As holders of the Migration Consulting Competency from AWS, we are often deeply involved in cloud migration projects. We recently tackled a seemingly straight forward migration of an on-premise Postgres database to AWS Aurora. This database was a data warehouse that was shared by many teams and contained more than 60 schemas with over 8TB of data.
Since this system was used for business operations, we wanted a migration strategy that would limit or eliminate downtime.
The Database Migration Service advertises itself as a serverless solution for migrating data from an on-premise database to an RDS database without downtime by leveraging Change Data Capture events.
While proving out this service, we encountered two insurmountable issues; Firstly, DMS had an issue with the extensive use of Postgres table inheritance.
It would see records in the child tables as appearing in both the parent table as well as the child.
Secondly, this particular database included many large tables that contained TEXT
columns full of JSON.
In our testing, these columns would regularly fail to load into the Aurora RDS database or be extremely slow to load.

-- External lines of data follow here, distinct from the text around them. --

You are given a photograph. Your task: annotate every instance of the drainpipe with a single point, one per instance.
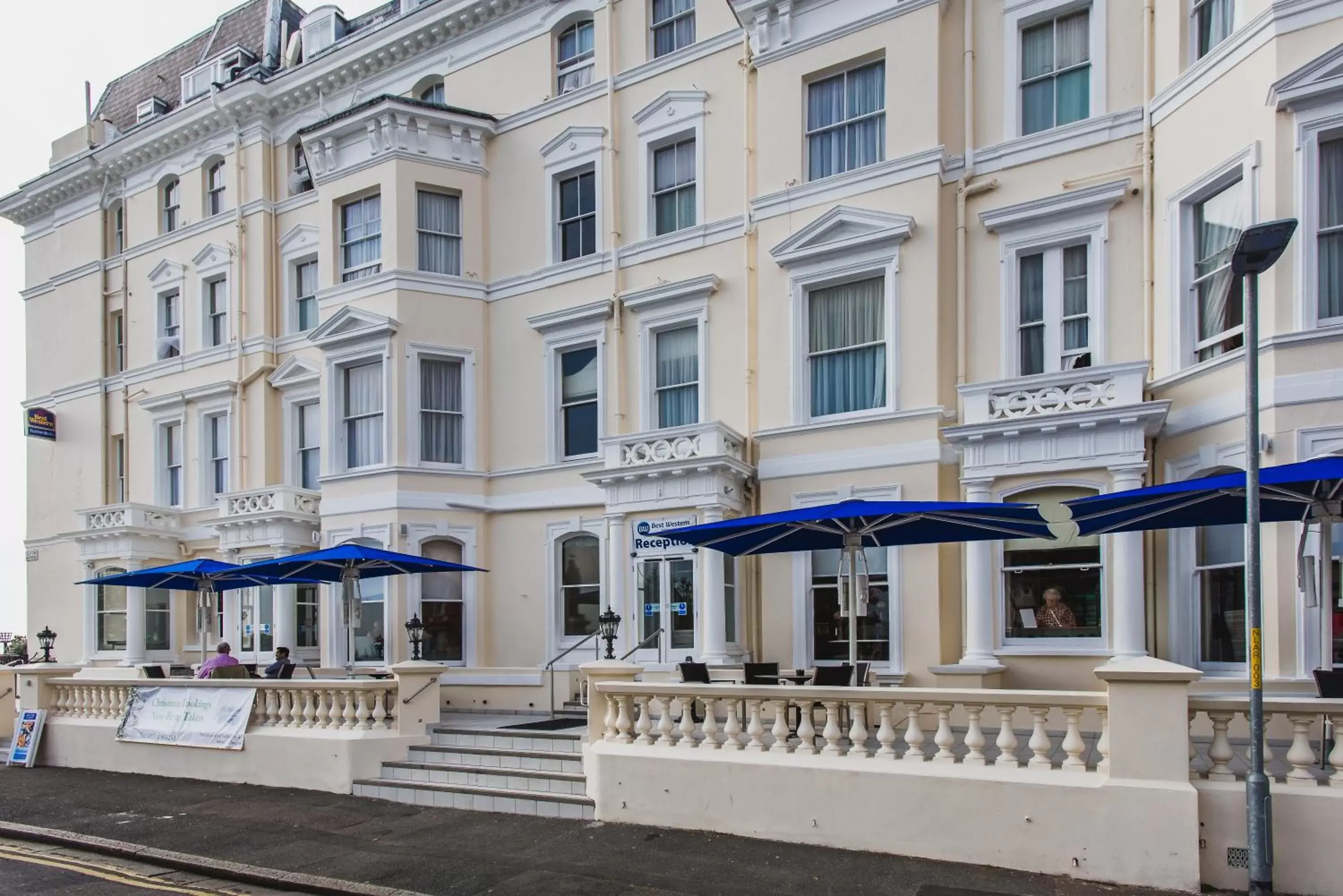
(613, 176)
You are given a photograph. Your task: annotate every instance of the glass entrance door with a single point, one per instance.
(665, 592)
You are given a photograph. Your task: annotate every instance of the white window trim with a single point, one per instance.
(335, 459)
(1182, 547)
(1022, 14)
(802, 604)
(1180, 209)
(555, 534)
(417, 535)
(570, 154)
(415, 352)
(1313, 124)
(160, 426)
(1091, 231)
(802, 280)
(675, 116)
(207, 474)
(1053, 647)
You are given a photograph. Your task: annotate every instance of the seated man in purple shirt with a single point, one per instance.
(221, 659)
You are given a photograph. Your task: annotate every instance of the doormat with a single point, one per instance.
(548, 725)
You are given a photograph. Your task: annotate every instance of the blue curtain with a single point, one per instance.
(848, 352)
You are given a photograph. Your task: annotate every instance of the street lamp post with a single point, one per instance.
(1259, 247)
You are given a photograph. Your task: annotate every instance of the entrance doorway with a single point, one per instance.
(665, 592)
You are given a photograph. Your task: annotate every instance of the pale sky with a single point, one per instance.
(46, 55)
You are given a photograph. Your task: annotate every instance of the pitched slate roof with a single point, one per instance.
(162, 77)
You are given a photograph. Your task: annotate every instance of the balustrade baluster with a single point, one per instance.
(859, 730)
(1103, 743)
(832, 731)
(665, 723)
(1220, 753)
(945, 738)
(711, 725)
(806, 729)
(885, 733)
(755, 727)
(1040, 743)
(644, 725)
(363, 713)
(687, 722)
(732, 727)
(974, 737)
(914, 734)
(1302, 754)
(1074, 743)
(781, 726)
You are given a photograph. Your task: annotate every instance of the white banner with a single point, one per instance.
(188, 717)
(648, 535)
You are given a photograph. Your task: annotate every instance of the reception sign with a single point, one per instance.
(41, 423)
(188, 717)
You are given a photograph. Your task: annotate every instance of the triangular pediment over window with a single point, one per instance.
(844, 230)
(351, 325)
(1318, 81)
(296, 371)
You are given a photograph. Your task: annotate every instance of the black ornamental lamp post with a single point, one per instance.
(47, 640)
(609, 624)
(415, 631)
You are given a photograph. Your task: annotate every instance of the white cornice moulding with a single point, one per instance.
(593, 312)
(1100, 198)
(649, 297)
(861, 180)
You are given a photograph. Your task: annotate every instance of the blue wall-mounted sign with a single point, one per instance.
(41, 423)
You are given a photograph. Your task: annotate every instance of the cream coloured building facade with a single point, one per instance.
(524, 282)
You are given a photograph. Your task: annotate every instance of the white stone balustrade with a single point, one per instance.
(321, 706)
(1219, 746)
(1032, 730)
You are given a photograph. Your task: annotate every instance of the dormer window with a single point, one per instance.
(575, 57)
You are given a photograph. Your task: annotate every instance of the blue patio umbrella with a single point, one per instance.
(348, 563)
(853, 526)
(205, 577)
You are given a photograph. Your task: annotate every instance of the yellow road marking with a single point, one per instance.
(104, 872)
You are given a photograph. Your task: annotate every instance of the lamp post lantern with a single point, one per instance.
(609, 624)
(415, 629)
(47, 640)
(1259, 247)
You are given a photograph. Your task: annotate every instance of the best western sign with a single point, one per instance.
(649, 541)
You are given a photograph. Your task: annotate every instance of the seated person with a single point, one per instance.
(281, 661)
(221, 659)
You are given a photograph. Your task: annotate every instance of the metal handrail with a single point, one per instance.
(551, 664)
(642, 644)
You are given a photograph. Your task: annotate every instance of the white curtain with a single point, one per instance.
(848, 348)
(364, 414)
(1219, 223)
(441, 411)
(1331, 243)
(679, 375)
(440, 233)
(1031, 316)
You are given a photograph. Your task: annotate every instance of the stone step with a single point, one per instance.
(491, 777)
(499, 757)
(522, 802)
(532, 741)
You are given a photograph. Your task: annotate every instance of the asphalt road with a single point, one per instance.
(469, 853)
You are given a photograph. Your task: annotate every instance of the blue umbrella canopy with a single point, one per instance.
(347, 562)
(1288, 494)
(190, 576)
(869, 525)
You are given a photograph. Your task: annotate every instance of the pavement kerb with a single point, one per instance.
(256, 875)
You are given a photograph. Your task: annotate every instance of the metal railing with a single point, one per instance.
(656, 636)
(550, 667)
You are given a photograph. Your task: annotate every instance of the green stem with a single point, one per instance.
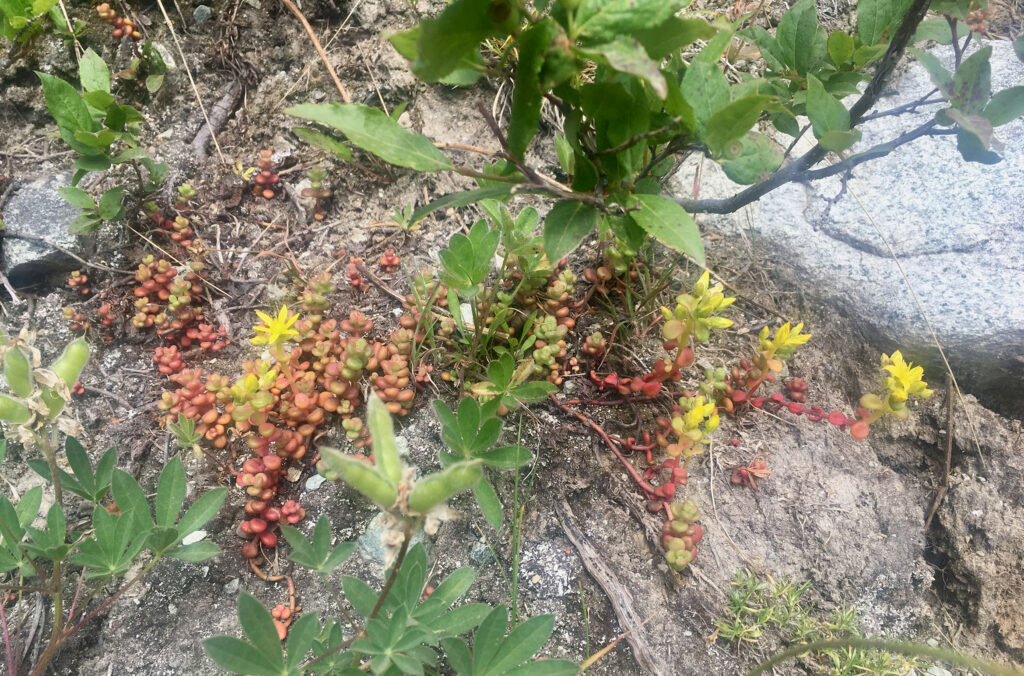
(901, 647)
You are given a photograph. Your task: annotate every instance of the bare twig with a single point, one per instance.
(320, 50)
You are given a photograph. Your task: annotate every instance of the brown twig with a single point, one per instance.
(619, 595)
(944, 481)
(320, 50)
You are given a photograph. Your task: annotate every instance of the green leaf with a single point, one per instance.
(733, 121)
(66, 104)
(459, 657)
(628, 55)
(258, 625)
(825, 112)
(672, 35)
(526, 94)
(110, 204)
(452, 36)
(507, 457)
(972, 151)
(877, 19)
(803, 44)
(669, 223)
(240, 657)
(77, 197)
(300, 638)
(324, 142)
(565, 226)
(359, 594)
(463, 199)
(940, 77)
(197, 551)
(837, 140)
(706, 89)
(972, 82)
(375, 132)
(521, 643)
(840, 47)
(202, 511)
(760, 158)
(1006, 106)
(93, 73)
(938, 31)
(489, 504)
(601, 20)
(976, 124)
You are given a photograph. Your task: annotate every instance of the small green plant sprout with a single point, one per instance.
(681, 535)
(147, 70)
(692, 422)
(903, 382)
(694, 317)
(185, 434)
(34, 415)
(773, 351)
(508, 384)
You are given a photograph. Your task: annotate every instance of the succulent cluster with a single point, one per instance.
(681, 535)
(122, 25)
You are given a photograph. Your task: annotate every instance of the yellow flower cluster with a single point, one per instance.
(694, 312)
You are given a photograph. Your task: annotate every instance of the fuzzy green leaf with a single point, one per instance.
(565, 226)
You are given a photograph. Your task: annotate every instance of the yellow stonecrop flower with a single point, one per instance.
(904, 379)
(783, 343)
(274, 330)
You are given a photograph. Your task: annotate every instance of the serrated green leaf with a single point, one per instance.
(526, 94)
(706, 89)
(258, 626)
(565, 226)
(202, 511)
(733, 121)
(374, 131)
(1006, 106)
(760, 158)
(77, 197)
(626, 54)
(669, 223)
(972, 82)
(489, 504)
(170, 493)
(601, 20)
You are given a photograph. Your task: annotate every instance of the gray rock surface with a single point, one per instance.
(957, 229)
(36, 209)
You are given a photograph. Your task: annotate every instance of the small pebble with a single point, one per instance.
(202, 14)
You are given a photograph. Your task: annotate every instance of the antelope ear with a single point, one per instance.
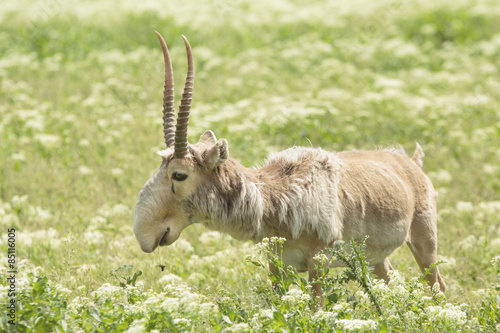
(217, 154)
(208, 138)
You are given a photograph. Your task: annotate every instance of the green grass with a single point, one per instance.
(80, 120)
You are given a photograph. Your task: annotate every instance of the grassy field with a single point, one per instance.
(80, 122)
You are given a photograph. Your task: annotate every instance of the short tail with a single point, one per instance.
(418, 155)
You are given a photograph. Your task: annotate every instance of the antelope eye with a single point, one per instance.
(179, 176)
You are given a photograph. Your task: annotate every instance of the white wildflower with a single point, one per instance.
(108, 291)
(182, 322)
(325, 315)
(137, 326)
(169, 279)
(357, 324)
(195, 278)
(266, 313)
(296, 296)
(468, 242)
(240, 327)
(62, 290)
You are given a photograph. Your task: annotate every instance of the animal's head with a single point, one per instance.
(162, 210)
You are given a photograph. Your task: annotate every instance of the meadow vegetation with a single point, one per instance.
(80, 122)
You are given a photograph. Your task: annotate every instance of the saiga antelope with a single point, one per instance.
(311, 197)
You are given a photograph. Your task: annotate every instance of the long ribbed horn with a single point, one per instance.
(181, 143)
(168, 96)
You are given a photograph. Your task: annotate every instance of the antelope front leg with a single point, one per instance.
(274, 271)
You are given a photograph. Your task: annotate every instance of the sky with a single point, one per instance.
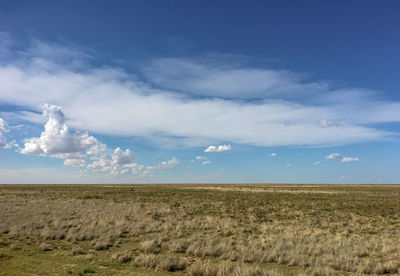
(199, 91)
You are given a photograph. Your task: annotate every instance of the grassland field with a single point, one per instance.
(199, 229)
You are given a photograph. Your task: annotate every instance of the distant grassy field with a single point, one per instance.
(199, 229)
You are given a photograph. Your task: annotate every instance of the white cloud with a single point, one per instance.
(227, 79)
(326, 123)
(350, 159)
(3, 129)
(100, 99)
(74, 162)
(3, 125)
(56, 140)
(333, 156)
(220, 148)
(167, 165)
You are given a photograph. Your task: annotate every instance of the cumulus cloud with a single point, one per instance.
(219, 148)
(167, 165)
(56, 140)
(77, 147)
(333, 156)
(350, 159)
(100, 99)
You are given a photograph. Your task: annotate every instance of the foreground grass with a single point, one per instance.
(199, 229)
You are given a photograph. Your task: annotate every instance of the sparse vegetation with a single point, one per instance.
(199, 229)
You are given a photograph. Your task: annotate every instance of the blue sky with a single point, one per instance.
(138, 91)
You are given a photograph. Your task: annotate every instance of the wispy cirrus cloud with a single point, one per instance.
(350, 159)
(79, 149)
(333, 156)
(99, 99)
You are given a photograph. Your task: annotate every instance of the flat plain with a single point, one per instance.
(199, 229)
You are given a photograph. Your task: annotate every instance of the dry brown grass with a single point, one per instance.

We then considered using a Snowball to move the data. This would allow us to create a local database dump within the data center, save it on the Snowball device, then AWS can load that dump into S3 and finally we restore the S3 file into the target database. We ruled out this option because it would prevent us from making data changes between the dump and load steps, which could be several days to a week.
Finally, we landed on using the native pg_dump and pg_restore. This is the simplest way to move data between two Postgres databases. There are many ways to execute these commands, but a simple way that pipes directly between two database is to do something like the following:
pg_dump --host=source_server --dbname=source_db --format=custom | pg_restore --host=target_server --dbname=target_db --clean
For a small database, this could be executed on a workstation that has access to both the source and target servers. In our situation though, we were moving a large amount of data that would take hours to transfer. We also had a short amount of downtime and couldn’t afford to be reliant on manual steps.
In order to address the first concern, we decided to execute the dump/restore within AWS instead of locally. This shortens the network path between the databases and removes the reliability of a workstation from the mix. We could have spun up an EC2 instance. But, instead, we decided to create a Fargate Task Definition. Since we are just running native Postgres commands we can actually launch the public Postgres image. Here is an example Cloudformation snippet:
ECSCluster:
Type: AWS::ECS::Cluster
MigrationTask:
Type: AWS::ECS::TaskDefinition
Properties:
TaskRoleArn: !GetAtt TaskRole.Arn
ExecutionRoleArn : !GetAtt TaskRole.Arn
NetworkMode: awsvpc
RequiresCompatibilities: ["FARGATE"]
Cpu: 1
Memory: 2048
ContainerDefinitions:
- Name: postgres
Image: public.ecr.aws/docker/library/postgres:alpine
Essential: true
Environment:
- Name: SOURCE_HOST
Value: "source_host"
- Name: TARGET_HOST
Value: !GetAtt DatabaseCluster.Endpoint.Address
LogConfiguration:
LogDriver: awslogs
Options:
"awslogs-group": !Ref LogGroup
"awslogs-region": !Ref AWS::Region
"awslogs-stream-prefix": "db-migration"
Secrets:
- Name: SOURCE_PASSWORD
ValueFrom: !Sub "${SourceSecret.Arn}:password::"
- Name: TARGET_PASSWORD
ValueFrom: !Sub "${Database.MasterUserSecret.SecretArn}:password::"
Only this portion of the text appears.